The following scripture passage might be your prayer:
Show me the way I should go, for to you I lift up my soul... Teach me to do your will, for you are my God; may your good Spirit lead me on level ground. [Psalm 143v8b, 10]
- Take some time and focus on the nearness of God.
- Open yourself to his presence.
"If the only prayer you say in your entire life is, "Thank you," wrote Meister Eckhart, "that would suffice." As you think about the past 24 hours, what causes you to be thankful? Look back over the past day, the big and small aspects of life and recognize what reasons you have to be grateful. Focus on these experiences and encounters, helping your mind and spirit center on the goodness and generosity of God. If you're using a journal, consider capturing your thanks in writing, expressing words of gratitude and giving testimony to God's generosity and faithfulness. Find encouragement and reminders of God's goodness, and be thankful.
The following Scripture might be your prayer as you begin:
Praise be to the God of our Lord Jesus Christ, who has blessed us in Christ with every spiritual blessing in the heavens. [Ephesians 1v3]
- Over the past 24 hours, for what are you most grateful? What makes you feel thankful?
- Express your gratitude to God.
Over-packed lives can rob us of the opportunity to learn from the past, to see how yesterday might inform today. "Where did time go?!" we ask ourselves, often struggling to remember what we did just a week ago. Here we can benefit again from taking time to look back over the past 24 hours. By intentionally reviewing our interactions, responses, feelings and intentions, we can avoid letting days speed by. We can pause to learn more about ourselves and about God's activity in our lives.
Try to look back objectively as you review. Rather than interpreting, justifying, or rationalizing, the intent is to observe and remember. Allow your mind to wander the situations you've been in and to notice details.
You might begin with the following prayer:
Show me the way I should go, for to you I lift up my soul... Teach me to do your will, for you are my God; may your good Spirit lead me on level ground." [Psalm 143v8b, 10]
- When or where in the past 24 hours were you cooperating most fully with God's action in your life? When were you resisting?

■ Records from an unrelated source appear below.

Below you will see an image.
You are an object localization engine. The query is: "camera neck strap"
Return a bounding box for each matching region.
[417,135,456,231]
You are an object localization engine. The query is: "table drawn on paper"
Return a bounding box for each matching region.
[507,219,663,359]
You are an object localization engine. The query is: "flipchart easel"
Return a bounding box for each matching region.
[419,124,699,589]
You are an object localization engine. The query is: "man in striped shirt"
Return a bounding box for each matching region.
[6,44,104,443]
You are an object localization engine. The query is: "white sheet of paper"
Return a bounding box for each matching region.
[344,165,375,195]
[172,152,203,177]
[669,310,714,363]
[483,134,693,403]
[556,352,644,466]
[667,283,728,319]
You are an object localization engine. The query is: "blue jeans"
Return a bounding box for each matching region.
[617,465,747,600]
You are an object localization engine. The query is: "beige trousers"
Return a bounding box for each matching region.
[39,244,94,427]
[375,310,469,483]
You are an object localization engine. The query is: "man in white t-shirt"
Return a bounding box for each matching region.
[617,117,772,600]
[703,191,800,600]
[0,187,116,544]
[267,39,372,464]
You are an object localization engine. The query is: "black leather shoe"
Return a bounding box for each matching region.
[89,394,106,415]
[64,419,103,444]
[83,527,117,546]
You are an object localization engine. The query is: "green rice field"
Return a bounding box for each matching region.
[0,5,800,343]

- What habits and life patterns do you notice from the past day?
Having spent time remembering, it seems natural to want to respond in some way. Take time to journal or pray, expressing your thoughts on the actions, attitudes, feelings, and interactions you've remembered as a part of this exercise. You might need to seek forgiveness, ask for direction, share a concern, express gratitude, or resolve to make changes and move forward (repentance). Allow your observations to guide your responses.
You might begin with the following prayer:
May the God of peace, who through the blood of the eternal covenant brought back from the dead our Lord Jesus, that great Shepherd, equip you with everything good for going his will, and may he work in us what is pleasing to him, through Jesus Christ, to whom be glory for ever and ever. Amen. [Hebrews 13v20-21]
- Beginning today, how do you want to live your life differently?
- What patterns do you want to keep living tomorrow?